Have you pulled out the AC fan speed switch and checked it on a multimeter? Could just be a bad switch. The low speed position may be burned out or not conducting for some reason.


----------



## GreenBeanSC

That was one of my first choices, i bought a new switch, put it in and it didnt cure it, so i put the old one back in, and took the new one back. Dont like opening the windows because it alows so much dirt to enter the cab. Usually just end up switching it on and off, which gets kinda old.


----------



## Morgan

You could always cut the AC off and open the doors and let mother nature provide you some heat. Alll of us without AC our hearts are really bleeding for you. LOL:lmao: :tractorsm :hand: :clown: Im just messing with ya, I know its a pain in the rear.


----------



## poonstang90lx

Have you checked to see if there is a resistor in the circuit. I know that a lot of automobiles have a resistor in the circuit that controls the amount of power reaching the fan thereby changing the speed at which the fan blows.


----------



## jd2355

I agree with the blower motor speed resistor ,they usually put them in the air stream in the heater/a/c duct work to keep the resistors cool. hope that helps a bit to help you locate the resistor. Good luck!


----------



## GreenBeanSC

The resistor solved the problem guys, thanks.


----------



## Kent Adams

Can y'all tell me where I might find this resistor on my 2014 JD 5055E cab? My AC is only running on high fan speed. Other positions are the same as "off". Thank you in advance!


----------



## pogobill

Kent Adams said:


> 2014 JD 5055E cab


I think this might be what you are referring to. 

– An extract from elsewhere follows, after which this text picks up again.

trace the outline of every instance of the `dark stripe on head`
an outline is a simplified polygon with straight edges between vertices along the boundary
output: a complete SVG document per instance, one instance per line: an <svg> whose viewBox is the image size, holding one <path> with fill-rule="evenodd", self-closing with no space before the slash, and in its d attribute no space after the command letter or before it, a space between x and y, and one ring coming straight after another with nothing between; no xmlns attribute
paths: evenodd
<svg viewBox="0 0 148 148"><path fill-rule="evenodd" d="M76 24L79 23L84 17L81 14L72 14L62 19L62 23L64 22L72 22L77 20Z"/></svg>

John Deere Resistor - SJ31007






www.greenpartstore.com


----------



## Kent Adams

pogobill said:


> I think this might be what you are referring to.
> 
> 
> 
> 
> 
> 
> 
> 
> John Deere Resistor - SJ31007
> 
> 
> 
> 
> 
> 
> www.greenpartstore.com


Yes sir it is but I should have been more specific. Where is this resister located on my tractor? Thank you in advance!


----------



## Tx Jim

Kent Adams said:


> Yes sir it is but I should have been more specific. Where is this resister located on my tractor? Thank you in advance!


Resistor is item 10 located under cab roof.


----------



## Kent Adams

Tx Jim said:


> Resistor is item 10 located under cab roof.
> View attachment 74030


Thank you sir! Much obliged!


----------



## Tx Jim

You're welcome


----------



## Trp523

Any help would be appreciated!

I have a 2014 6105d and it is having ac fan issues. It all started when the left side fan would only blow when I turned the selector to 4, 1-3 would not blow on left side.

After having this issue I changed out the ac capacitor in the roof. This immediately fixed the issue. 

After a few more months the left side went out again and would only work on 4 (high). I spoke with a Deere mechanic and he said to make sure the 4 filters in the roof were clean/clanged and replace the capacitor so I did it all. 

The left fan started working again and then it stopped to only work on 4 (high) again. 

After opening the roof I noticed both fans were identical so I swapped them from side to side to see if it was a fan issue or not. Now the left side fan will intermittently work. 

What am I missing? Could it be the ac fan selector switch? If it was the fan it would have started happening on the right side since I switched them but it didn’t. 

Thanks for any helpful input!


----------